The Jeanne Clery Act is a federal law that requires colleges and universities to make public certain information about crime on and around their campuses. The data for the most recent reporting year can be found here.
It is important, though, to understand that at this point these numbers do not match incidence numbers. This is because (both at Williams and nationally) most people who experience sexual violence never make a formal report of it.
It is not unusual, when campuses begin concerted work on sexual violence, to see report numbers begin to rise, sometimes dramatically and over multiple years. This represents increases in the willingness of students who have been harmed to access support and accountability resources. We are working urgently to ensure that our resources work well for students who have experienced sexual assault.
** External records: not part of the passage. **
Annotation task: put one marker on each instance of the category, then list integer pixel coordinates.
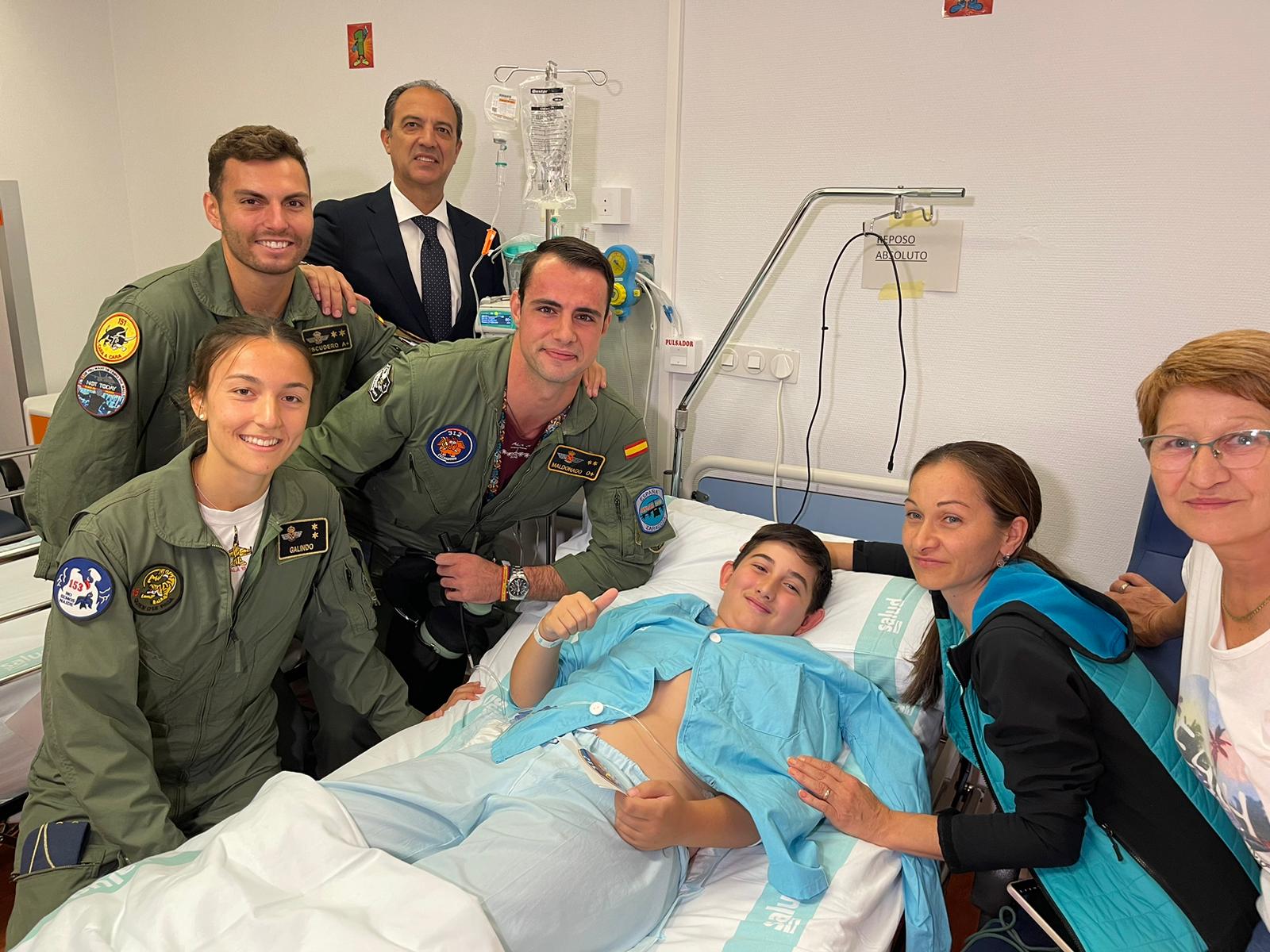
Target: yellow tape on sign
(911, 220)
(910, 289)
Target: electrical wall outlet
(759, 362)
(613, 206)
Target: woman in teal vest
(1043, 693)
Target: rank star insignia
(571, 461)
(328, 340)
(304, 537)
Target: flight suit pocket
(159, 681)
(624, 517)
(766, 696)
(421, 469)
(355, 592)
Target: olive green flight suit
(404, 428)
(159, 714)
(83, 457)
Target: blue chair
(1159, 551)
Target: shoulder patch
(651, 509)
(451, 446)
(156, 589)
(117, 338)
(572, 461)
(381, 384)
(328, 340)
(84, 589)
(302, 537)
(102, 391)
(638, 448)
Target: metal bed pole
(681, 413)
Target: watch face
(518, 587)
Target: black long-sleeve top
(1064, 746)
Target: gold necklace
(1244, 617)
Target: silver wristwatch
(518, 584)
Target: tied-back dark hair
(230, 336)
(1010, 489)
(810, 547)
(573, 251)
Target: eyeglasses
(1235, 451)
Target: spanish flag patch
(637, 448)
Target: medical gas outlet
(756, 362)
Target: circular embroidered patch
(117, 340)
(101, 391)
(651, 509)
(156, 590)
(83, 589)
(451, 446)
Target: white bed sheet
(874, 625)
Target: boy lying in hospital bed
(690, 716)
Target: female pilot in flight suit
(175, 600)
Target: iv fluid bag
(501, 109)
(546, 125)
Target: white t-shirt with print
(238, 532)
(1223, 711)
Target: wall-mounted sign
(927, 254)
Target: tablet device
(1034, 901)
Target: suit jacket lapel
(387, 236)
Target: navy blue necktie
(433, 279)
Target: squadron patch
(101, 391)
(451, 446)
(156, 589)
(651, 509)
(83, 589)
(381, 384)
(328, 340)
(572, 461)
(117, 338)
(302, 537)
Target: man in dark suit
(404, 247)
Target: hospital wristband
(543, 640)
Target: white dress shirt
(412, 236)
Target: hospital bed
(873, 624)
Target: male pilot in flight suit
(455, 442)
(121, 413)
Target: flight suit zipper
(196, 748)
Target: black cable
(819, 378)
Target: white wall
(1104, 146)
(60, 139)
(209, 67)
(1106, 150)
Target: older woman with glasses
(1206, 418)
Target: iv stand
(550, 74)
(681, 413)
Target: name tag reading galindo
(927, 254)
(302, 537)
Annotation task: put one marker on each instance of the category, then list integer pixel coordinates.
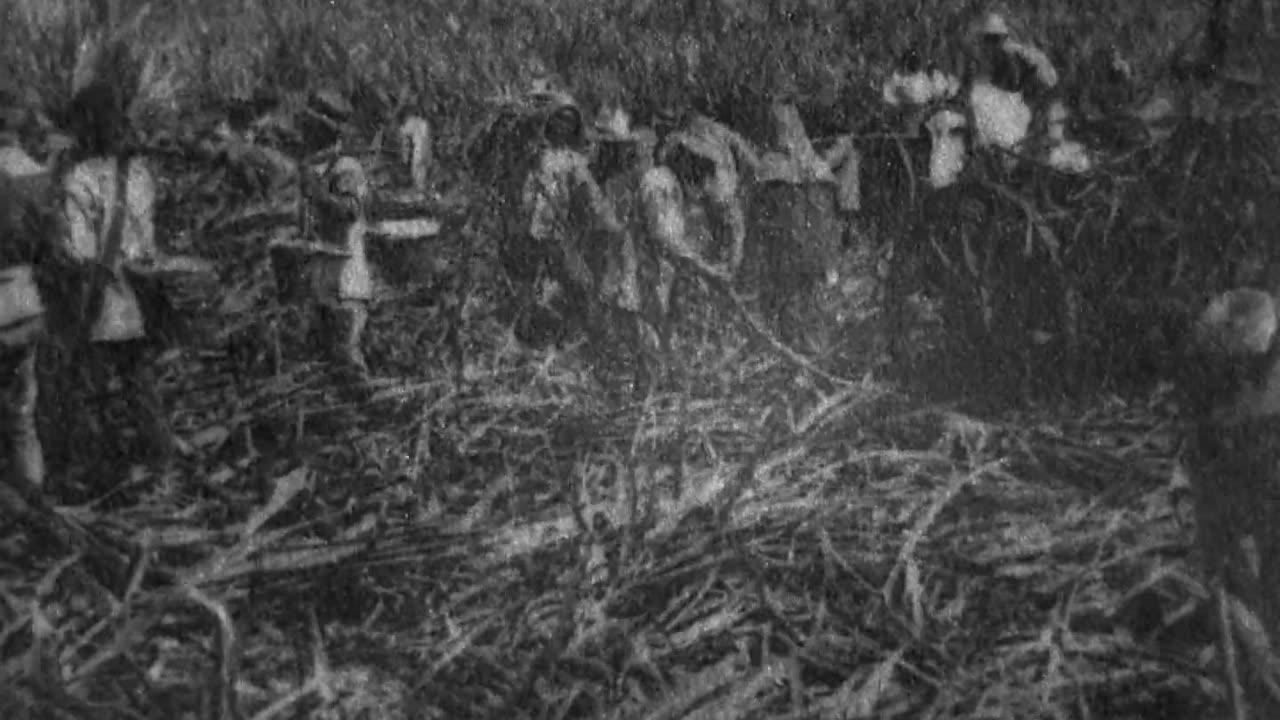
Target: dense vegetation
(488, 532)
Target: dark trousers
(21, 388)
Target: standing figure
(638, 278)
(24, 227)
(110, 231)
(1011, 83)
(711, 159)
(796, 228)
(562, 214)
(328, 270)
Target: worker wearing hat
(22, 306)
(639, 279)
(108, 228)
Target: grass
(490, 533)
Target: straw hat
(613, 124)
(991, 23)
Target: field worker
(709, 159)
(109, 228)
(795, 219)
(639, 277)
(23, 231)
(337, 269)
(1011, 82)
(563, 209)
The Clery Act uses very specific definitions for purposes of counting crimes. The definitions are based on the FBI’s Uniform Crime Reporting guidelines, which periodically change. (For example, until 2013, the federal definition of rape only applied to female victims.)
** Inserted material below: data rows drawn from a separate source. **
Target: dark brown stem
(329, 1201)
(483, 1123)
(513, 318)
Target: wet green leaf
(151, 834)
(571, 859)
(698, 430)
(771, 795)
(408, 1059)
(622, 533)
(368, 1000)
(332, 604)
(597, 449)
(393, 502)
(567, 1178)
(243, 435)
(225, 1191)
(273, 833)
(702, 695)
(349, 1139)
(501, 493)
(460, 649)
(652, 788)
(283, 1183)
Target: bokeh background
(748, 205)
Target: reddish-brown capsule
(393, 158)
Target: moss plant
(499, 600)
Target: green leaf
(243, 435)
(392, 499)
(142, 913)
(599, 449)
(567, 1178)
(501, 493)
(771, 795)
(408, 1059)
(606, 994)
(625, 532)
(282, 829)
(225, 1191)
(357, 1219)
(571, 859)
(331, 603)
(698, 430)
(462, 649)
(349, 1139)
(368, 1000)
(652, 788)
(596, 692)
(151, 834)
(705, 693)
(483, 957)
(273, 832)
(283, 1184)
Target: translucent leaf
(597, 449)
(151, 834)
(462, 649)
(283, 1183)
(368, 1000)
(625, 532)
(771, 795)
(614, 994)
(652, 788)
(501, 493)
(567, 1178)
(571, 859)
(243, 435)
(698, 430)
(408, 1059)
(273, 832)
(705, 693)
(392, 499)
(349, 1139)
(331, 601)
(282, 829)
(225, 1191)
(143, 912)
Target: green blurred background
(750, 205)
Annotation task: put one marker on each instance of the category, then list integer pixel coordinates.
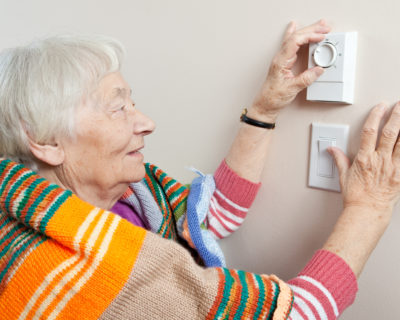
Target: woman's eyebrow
(118, 92)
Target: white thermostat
(337, 55)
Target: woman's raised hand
(373, 179)
(281, 85)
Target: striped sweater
(62, 258)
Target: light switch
(325, 161)
(322, 172)
(337, 55)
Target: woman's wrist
(257, 113)
(356, 234)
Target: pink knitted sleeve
(230, 202)
(324, 288)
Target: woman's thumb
(341, 160)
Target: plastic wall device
(337, 55)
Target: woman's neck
(100, 196)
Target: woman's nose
(143, 124)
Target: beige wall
(193, 65)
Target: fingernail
(319, 71)
(382, 106)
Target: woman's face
(110, 134)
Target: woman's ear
(52, 154)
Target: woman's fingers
(369, 133)
(291, 28)
(307, 77)
(390, 132)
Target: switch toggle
(323, 173)
(326, 165)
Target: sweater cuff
(334, 274)
(237, 189)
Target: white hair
(41, 85)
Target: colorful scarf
(62, 258)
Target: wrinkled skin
(373, 179)
(281, 85)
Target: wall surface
(193, 65)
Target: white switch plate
(323, 173)
(337, 82)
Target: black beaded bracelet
(244, 118)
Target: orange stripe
(269, 296)
(87, 262)
(115, 267)
(251, 304)
(35, 268)
(218, 298)
(237, 298)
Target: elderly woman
(87, 229)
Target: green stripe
(244, 295)
(168, 185)
(10, 175)
(17, 239)
(38, 201)
(18, 253)
(9, 234)
(54, 207)
(229, 280)
(261, 296)
(15, 187)
(274, 302)
(31, 188)
(6, 221)
(162, 200)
What does this data tell us?
Clery reports provide a somewhat broader view of incidents of sexual violence than looking exclusively at the numbers of cases that make their way through the disciplinary process. For example, a student may disclose an assault, receive supportive services, and elect not to use the campus disciplinary process.
What can’t this data tell us?
Some of the definitions for Clery do not encompass all of the Code of Conduct. For example, violations that fall under the College’s definition of sexual exploitation are not included here.
Clery data is also highly geography-based. So, for example, the assault of a Williams student that occurred on a study-away trip, or at another college, or in some areas off-campus, would not be counted here unless it met specific federal criteria of relationship to the college.
Clery data is derived from reports to Campus Security Authorities, broadly defined as employees of the college who have responsibilities relative to the safety and security of campus (which is most administrative and student affairs staff). Many students who experience sexual violence on campus never specifically disclose their experiences to a staff member. To capture that information, we look to anonymous student survey data.
More generally, the question, How often does sexual violence happen at Williams? is both simple and complex to answer. The simple answer is, “far too often.”
The more complex answer requires us to use many different sources of information to get a full picture of how and how often sexual violence happens here.
But clearly the incidence of sexual violence at Williams, and on all campuses, is too high. Indeed, there is no acceptable number above 0.